Para os interessados disponibiliza-se aqui a banda-sonora original:

quinta-feira, fevereiro 16, 2012

PORTFOLIO - "THE PARTY" (1968)


THE PARTY (1968)

FESTA DE LOUCOS
Um filme de BLAKE EDWARDS





Com Peter Sellers, Claudine Longet, Steve Franken, Stephen Liss, Fay McKenzie, Denny Miller, Gavin MacLeod, etc.

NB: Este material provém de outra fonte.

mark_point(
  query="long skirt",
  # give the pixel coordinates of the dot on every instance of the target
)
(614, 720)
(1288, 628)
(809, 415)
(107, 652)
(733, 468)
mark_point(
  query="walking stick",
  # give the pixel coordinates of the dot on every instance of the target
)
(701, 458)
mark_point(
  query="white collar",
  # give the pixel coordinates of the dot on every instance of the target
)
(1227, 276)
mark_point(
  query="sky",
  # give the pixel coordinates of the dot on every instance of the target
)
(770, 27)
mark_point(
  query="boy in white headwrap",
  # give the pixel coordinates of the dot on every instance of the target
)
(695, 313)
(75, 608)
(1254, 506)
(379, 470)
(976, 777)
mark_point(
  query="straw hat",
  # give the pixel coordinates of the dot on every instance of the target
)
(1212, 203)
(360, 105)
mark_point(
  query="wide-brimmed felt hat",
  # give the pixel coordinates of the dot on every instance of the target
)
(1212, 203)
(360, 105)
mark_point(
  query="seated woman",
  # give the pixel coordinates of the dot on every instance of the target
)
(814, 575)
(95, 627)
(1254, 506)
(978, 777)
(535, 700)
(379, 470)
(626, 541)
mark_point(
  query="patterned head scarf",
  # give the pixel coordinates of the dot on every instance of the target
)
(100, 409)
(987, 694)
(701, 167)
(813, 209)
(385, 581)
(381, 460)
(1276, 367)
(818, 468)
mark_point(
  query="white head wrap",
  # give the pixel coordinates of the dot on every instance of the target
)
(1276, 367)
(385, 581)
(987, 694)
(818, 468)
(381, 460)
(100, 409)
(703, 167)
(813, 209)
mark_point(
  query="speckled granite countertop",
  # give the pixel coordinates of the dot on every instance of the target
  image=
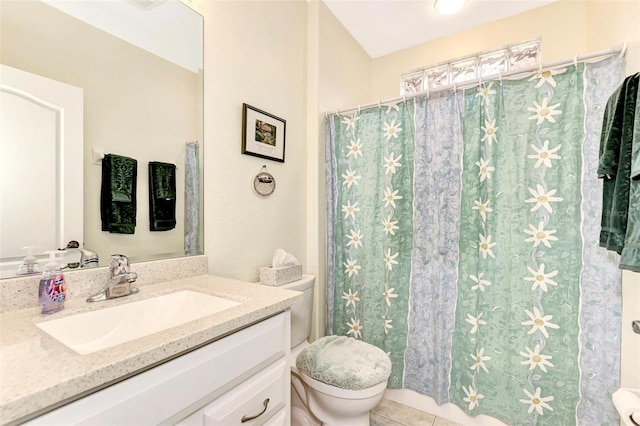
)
(38, 373)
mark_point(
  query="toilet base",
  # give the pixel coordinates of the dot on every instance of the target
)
(300, 415)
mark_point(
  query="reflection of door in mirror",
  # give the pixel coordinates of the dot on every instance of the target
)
(139, 101)
(40, 133)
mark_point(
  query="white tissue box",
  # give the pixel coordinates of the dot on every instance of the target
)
(280, 275)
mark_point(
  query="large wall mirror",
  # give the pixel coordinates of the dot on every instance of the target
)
(135, 67)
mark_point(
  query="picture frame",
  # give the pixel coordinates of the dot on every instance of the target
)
(263, 134)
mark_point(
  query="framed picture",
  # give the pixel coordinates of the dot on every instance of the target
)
(263, 134)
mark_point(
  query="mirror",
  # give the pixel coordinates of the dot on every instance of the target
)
(138, 67)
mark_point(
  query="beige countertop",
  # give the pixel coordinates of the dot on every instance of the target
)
(38, 373)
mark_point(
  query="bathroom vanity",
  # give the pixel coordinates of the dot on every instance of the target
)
(219, 369)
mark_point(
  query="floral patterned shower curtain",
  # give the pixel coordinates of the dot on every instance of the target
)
(463, 241)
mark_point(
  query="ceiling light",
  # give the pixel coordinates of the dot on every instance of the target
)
(448, 7)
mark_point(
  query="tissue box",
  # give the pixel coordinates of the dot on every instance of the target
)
(280, 275)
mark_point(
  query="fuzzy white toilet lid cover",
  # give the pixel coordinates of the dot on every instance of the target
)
(345, 362)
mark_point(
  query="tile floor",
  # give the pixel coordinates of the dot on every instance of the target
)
(391, 413)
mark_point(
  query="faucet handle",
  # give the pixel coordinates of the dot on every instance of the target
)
(119, 264)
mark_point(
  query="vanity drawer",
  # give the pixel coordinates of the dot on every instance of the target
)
(258, 400)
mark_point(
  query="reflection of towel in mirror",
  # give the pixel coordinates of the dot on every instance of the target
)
(118, 194)
(162, 196)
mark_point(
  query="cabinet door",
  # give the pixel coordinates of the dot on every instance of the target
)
(253, 402)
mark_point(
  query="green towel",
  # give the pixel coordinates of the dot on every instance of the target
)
(162, 196)
(615, 164)
(118, 194)
(630, 256)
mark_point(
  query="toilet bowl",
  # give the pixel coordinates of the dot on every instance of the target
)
(325, 401)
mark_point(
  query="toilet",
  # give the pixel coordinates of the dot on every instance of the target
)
(326, 392)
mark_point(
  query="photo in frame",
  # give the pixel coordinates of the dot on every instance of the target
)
(263, 134)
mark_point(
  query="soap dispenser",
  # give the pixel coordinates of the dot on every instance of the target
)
(52, 291)
(30, 263)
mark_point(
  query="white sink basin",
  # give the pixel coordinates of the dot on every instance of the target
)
(93, 331)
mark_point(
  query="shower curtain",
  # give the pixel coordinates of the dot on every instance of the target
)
(463, 241)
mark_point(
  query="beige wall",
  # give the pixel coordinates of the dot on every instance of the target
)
(566, 28)
(342, 77)
(125, 112)
(255, 53)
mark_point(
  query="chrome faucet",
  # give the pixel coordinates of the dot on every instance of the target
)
(119, 284)
(88, 258)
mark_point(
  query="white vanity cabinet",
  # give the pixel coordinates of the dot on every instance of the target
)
(243, 376)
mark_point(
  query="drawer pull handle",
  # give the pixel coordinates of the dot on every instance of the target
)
(249, 418)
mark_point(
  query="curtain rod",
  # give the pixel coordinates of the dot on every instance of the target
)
(500, 76)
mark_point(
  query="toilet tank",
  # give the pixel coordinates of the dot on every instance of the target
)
(301, 311)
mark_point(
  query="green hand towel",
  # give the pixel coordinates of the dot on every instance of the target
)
(118, 194)
(162, 196)
(615, 164)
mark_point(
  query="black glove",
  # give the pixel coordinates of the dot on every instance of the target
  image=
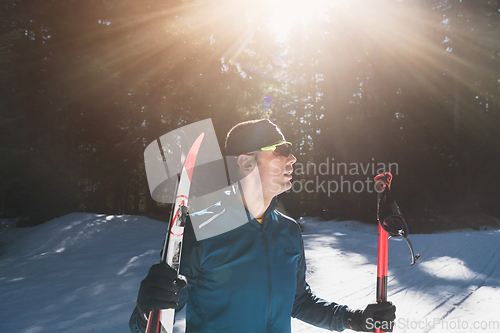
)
(160, 289)
(375, 315)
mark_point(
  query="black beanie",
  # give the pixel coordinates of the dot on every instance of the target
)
(250, 136)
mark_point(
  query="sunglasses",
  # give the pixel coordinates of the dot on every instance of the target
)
(280, 149)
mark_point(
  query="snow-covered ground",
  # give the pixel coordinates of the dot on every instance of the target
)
(81, 273)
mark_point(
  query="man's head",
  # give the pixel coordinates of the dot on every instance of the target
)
(260, 143)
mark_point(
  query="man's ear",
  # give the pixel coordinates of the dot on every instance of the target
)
(246, 162)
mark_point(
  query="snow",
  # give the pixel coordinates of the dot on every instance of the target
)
(81, 273)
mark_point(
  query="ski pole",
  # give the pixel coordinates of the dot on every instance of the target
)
(390, 224)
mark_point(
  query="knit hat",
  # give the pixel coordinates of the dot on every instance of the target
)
(250, 136)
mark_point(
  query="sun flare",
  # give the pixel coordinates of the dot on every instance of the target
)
(284, 14)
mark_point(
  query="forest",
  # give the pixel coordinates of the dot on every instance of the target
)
(356, 85)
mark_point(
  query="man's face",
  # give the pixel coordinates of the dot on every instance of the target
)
(275, 172)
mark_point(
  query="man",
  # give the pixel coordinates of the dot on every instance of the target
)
(251, 278)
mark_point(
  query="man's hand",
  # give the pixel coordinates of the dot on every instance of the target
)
(375, 315)
(160, 289)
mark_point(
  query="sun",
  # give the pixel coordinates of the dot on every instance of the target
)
(284, 14)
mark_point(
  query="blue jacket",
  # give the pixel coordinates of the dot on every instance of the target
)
(251, 279)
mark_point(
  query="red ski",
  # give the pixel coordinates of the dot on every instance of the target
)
(161, 321)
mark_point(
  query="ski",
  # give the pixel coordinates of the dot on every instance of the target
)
(162, 321)
(391, 223)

EUA / 99 min / COR / 16X9 (2.35:1)

Estreia nos EUA a 4/4/1968
Estreia em PORTUGAL a 5/4/1969

Hrundi V. Bakshi: «Birdie num num»

Este filme é como uma aspirina, que deve ser deixada sempre à mão, para tratamento urgente de stress, mau humor, irritação e outras pancadas que tais. E o melhor de tudo é que resulta, todas as vezes a que a ele recorremos. Comédia delirante, bem representativa dos anos 60, esta é das obras de Blake Edwards aquela que mais se aproxima do universo de um Jacques Tati, nomeadamente da sequência do restaurante de “Play Time” [1967], filme claramente assumido por Edwards como inspiração-base: «Adoro esse filme. Se consegui transferir toda essa adoração para “The Party" não tenho a certeza. Quando era garoto absorvia também todos os filmes de Laurel & Hardy, juntamente com tantos outros daqueles grandes filmes mudos. Provavelmente é todo esse conjunto de referências que usei neste filme.»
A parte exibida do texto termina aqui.